I never thought it would happen to me. I was an achiever, a go-getter, a set-your-mind-to-it-and-achieve-it kind of a person. Always pushing myself to be better, do better, and achieve more.
When I was diagnosed with an autoimmune disease in 2015, to say it was a shock was an understatement. Since my diagnosis, I have had to learn to live with this invisible disease. It has also taught me a few life lessons, which I would like to share with you.
- Take care of your body before it forces you to take care of it. I didn’t take care of my body as I should have. Oh yes, I ate what I thought was a healthy diet and I exercised regularly, but it wasn’t enough. My stress levels were through the roof, and I didn’t give my body nourishment. I pushed my body too hard and when it couldn’t keep up with my demands anymore, it finally pushed back. My body forced me to stop. The recovery journey has been long and difficult, and it started with real nutrition. Which leads me to my second point…
- Junk food is not food. There is junk, and there is food. Your choice.Food can be fuel or food can be poison. Making changes to my diet was one of the first things I needed to do, yet it was also one of the more challenging things to do. Our habits, especially around food, are deeply ingrained, and difficult to change. Removing gluten, dairy, soy, and refined sugar was not easy. Many restaurants, company canteens, conference venues, and quick stop takeaways do not have options for me. I had to learn to plan and prepare in advance so that I don’t buy the wrong food out of desperate hunger.
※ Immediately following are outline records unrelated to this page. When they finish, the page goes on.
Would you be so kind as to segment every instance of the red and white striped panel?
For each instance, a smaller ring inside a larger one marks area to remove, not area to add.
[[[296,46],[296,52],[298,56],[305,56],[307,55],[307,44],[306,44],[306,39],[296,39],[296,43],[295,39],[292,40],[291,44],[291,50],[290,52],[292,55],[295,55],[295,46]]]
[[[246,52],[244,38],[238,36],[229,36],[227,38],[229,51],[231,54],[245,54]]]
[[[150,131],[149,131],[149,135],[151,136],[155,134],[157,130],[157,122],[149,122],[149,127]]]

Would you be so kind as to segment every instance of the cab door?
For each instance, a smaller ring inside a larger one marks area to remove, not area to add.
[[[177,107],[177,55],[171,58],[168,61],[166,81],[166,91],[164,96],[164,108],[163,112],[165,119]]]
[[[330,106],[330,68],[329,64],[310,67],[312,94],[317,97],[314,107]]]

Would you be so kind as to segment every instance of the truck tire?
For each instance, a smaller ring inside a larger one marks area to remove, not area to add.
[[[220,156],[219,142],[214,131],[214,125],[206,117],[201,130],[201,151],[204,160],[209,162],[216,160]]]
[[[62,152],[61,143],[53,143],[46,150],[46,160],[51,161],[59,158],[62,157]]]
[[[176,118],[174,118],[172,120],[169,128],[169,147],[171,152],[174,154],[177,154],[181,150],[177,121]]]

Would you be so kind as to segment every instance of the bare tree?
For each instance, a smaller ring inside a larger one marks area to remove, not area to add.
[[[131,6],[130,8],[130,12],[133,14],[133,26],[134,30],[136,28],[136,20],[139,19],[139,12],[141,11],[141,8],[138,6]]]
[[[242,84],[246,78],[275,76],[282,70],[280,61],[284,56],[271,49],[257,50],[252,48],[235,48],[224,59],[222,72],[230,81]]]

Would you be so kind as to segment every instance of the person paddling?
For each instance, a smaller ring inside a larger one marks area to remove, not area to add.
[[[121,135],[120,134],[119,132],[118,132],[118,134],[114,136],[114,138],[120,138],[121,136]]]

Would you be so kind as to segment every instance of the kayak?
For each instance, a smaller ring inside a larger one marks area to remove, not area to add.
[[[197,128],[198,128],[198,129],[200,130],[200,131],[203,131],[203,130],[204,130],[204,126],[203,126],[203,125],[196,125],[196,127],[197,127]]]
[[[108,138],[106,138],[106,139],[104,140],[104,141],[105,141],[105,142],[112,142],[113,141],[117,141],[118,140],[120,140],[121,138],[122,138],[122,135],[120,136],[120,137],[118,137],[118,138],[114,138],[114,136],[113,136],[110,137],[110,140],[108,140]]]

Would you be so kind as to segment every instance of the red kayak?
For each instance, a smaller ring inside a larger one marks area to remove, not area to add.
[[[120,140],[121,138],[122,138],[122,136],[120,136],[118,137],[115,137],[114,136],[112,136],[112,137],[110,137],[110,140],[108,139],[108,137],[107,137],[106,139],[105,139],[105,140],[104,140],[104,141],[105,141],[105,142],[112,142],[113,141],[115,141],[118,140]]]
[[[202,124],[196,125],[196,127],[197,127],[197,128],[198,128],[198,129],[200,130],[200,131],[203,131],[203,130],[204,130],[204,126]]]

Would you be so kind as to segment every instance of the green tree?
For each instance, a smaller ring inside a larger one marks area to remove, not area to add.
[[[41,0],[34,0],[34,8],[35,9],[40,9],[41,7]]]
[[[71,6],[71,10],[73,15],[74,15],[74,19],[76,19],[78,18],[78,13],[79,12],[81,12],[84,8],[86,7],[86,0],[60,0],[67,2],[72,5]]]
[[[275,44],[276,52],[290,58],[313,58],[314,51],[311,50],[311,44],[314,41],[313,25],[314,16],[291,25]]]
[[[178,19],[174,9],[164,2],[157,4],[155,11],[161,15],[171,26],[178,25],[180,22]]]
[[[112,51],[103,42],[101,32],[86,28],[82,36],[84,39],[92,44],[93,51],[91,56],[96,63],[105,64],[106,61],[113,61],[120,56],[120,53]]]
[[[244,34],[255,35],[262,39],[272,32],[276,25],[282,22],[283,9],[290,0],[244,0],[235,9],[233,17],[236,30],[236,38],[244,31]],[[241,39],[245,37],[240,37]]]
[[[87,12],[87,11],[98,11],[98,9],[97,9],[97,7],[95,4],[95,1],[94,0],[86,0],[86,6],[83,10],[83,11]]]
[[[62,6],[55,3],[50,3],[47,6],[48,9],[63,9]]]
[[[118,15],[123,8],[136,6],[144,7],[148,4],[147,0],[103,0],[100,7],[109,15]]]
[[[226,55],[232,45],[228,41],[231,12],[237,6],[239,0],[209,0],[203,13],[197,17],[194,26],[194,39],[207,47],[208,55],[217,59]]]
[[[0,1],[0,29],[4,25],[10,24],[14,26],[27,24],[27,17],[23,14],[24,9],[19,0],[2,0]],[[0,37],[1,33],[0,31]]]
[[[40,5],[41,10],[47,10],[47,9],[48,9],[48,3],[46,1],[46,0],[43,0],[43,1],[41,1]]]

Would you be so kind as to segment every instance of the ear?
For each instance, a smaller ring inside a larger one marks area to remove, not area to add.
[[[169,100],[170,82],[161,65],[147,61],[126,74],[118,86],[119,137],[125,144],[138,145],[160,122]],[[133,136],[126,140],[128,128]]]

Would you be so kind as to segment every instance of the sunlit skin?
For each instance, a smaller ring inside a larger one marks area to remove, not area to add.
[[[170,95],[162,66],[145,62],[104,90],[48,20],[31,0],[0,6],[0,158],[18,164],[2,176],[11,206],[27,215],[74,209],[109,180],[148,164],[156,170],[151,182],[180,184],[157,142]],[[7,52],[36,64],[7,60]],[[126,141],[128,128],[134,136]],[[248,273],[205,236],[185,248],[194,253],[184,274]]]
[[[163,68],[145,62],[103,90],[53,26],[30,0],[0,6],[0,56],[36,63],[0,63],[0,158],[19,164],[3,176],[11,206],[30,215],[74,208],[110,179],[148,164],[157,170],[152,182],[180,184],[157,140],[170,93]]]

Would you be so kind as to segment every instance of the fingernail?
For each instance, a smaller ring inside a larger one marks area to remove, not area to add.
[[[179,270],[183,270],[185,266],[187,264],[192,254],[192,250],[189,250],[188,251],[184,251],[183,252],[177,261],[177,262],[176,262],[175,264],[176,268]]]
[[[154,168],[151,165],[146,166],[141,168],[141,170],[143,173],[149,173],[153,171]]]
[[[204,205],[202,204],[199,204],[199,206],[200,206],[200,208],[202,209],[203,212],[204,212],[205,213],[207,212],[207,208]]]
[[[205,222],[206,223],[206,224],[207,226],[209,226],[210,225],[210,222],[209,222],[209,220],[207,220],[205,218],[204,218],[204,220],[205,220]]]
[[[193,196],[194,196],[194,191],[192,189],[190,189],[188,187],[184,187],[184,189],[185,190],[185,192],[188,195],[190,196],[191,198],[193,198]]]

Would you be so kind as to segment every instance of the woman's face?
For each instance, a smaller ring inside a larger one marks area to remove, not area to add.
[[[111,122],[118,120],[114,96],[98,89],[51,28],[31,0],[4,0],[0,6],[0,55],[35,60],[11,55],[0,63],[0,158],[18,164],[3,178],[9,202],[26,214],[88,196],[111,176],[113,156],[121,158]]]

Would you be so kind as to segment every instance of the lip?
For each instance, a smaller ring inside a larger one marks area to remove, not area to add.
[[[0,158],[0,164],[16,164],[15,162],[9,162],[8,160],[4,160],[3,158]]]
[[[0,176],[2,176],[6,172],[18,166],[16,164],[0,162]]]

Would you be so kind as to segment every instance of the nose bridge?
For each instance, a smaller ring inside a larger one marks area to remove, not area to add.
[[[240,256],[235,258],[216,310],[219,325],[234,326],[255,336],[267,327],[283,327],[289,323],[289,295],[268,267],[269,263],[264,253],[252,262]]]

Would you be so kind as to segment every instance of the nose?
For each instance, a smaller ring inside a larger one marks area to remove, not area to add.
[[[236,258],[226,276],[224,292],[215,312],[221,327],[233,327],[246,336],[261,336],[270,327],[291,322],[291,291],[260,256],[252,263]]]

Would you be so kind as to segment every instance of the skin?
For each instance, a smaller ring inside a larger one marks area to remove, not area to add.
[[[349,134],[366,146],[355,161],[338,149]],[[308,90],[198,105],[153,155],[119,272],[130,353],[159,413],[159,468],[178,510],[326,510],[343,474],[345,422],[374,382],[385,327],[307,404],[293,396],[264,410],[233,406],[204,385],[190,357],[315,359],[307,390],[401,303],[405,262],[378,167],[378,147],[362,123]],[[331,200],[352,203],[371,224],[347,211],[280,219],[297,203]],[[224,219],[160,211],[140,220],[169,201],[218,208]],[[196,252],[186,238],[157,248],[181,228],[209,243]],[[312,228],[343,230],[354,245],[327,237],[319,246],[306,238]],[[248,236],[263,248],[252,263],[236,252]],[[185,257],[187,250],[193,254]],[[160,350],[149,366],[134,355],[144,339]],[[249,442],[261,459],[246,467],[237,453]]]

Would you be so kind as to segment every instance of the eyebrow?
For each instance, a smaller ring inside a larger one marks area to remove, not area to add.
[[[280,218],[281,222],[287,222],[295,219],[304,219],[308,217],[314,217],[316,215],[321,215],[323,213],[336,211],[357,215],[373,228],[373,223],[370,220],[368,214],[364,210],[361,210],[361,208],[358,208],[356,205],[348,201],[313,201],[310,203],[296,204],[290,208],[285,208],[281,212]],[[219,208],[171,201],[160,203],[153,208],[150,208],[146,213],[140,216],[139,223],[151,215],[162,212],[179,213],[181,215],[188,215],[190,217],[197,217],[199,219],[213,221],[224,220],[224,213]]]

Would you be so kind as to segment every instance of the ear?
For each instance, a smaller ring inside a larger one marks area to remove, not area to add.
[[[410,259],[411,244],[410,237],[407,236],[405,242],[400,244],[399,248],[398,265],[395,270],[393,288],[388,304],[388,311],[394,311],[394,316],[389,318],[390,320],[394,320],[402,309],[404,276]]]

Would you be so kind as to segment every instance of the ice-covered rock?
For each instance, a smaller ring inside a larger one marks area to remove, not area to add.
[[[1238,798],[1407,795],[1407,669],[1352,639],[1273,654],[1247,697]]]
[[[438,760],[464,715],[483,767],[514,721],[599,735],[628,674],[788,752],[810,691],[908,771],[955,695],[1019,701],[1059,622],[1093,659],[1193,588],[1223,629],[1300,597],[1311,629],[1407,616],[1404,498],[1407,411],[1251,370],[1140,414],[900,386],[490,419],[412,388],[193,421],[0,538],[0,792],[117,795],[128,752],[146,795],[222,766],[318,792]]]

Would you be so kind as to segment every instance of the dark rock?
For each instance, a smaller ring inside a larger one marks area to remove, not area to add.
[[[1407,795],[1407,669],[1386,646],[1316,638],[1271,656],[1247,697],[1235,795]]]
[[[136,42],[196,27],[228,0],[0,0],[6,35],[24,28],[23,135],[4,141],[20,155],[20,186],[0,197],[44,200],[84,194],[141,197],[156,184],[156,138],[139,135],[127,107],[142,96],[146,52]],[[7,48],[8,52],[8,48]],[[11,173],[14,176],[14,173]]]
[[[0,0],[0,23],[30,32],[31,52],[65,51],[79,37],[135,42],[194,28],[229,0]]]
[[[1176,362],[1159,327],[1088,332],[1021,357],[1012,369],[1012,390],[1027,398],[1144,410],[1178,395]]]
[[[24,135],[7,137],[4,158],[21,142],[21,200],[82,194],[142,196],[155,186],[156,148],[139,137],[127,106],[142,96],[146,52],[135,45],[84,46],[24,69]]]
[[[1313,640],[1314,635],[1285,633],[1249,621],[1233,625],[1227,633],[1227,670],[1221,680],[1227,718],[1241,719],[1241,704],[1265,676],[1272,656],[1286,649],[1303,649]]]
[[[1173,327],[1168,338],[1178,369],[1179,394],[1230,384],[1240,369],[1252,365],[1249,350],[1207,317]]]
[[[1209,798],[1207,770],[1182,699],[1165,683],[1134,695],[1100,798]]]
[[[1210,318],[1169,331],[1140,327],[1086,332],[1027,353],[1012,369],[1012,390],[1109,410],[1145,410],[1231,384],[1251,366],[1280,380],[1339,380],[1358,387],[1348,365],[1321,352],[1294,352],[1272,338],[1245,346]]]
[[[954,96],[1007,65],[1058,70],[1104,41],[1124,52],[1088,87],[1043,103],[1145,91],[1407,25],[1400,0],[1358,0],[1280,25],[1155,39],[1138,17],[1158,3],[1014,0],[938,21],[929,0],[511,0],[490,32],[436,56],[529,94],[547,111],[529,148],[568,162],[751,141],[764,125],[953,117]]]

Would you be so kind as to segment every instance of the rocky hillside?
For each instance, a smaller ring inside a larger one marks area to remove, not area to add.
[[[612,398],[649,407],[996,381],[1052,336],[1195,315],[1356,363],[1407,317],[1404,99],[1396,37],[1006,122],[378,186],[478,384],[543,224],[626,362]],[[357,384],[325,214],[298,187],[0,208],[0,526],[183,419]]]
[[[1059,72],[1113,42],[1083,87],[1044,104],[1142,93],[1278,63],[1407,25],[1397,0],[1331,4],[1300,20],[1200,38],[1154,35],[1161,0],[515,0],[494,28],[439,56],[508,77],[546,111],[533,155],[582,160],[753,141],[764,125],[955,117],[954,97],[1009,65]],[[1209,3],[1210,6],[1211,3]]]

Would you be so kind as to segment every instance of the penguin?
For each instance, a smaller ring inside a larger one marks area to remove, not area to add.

- I appreciate the good and great days! Where I am at in my healing journey, I have more better days than bad days, which is great! But I know it can quickly change. Too much stress, eating something wrong, using skincare, and even toothpaste with too many chemicals, can cause a flare-up leading to me losing three to six months of my life. I have learned to appreciate the gift of having energy, and appreciating every good day!
- Listen to your body and be your own health advocate.I have been to many doctors and specialists in my search for solutions for feeling better and getting this disease in remission. It has been frustrating to see specialist after specialist with no real solution. They treat according to their specialty – it’s not their fault, it is how they have been trained. I have been told it’s in my head, just eat less and exercise more, and everything is fine according to the lab results. But it wasn’t fine. I knew something wasn’t right. I finally found a functional doctor who helped me from a holistic functional perspective, who treats the person and not the lab results. Medical gaslighting is real and it happens. Don’t except it. Be your own health advocate.
- Don’t underestimate the power of small changes. I have had to change everything, but I learned you cannot change everything at the same time. In order to make lasting changes, it is important to make the changes so small that it is easy to do and keep doing. This is the only to create new lifelong habits. Some changes were easy to make, like drink magnesium every night before bedtime, while others took a little more work. The small changes over time add up, and start to create a multiplier effect of health! So, whenever you have to make a change, keep it so small that you can keep doing it without any effort.
Being diagnosed with an autoimmune disease was one of those life-changing events for me. It forced me to take stock of what I want in my life, and it has also created new opportunities for me. It has not been an easy journey, and there will be bad days. But there will be good days as well. I live for those days!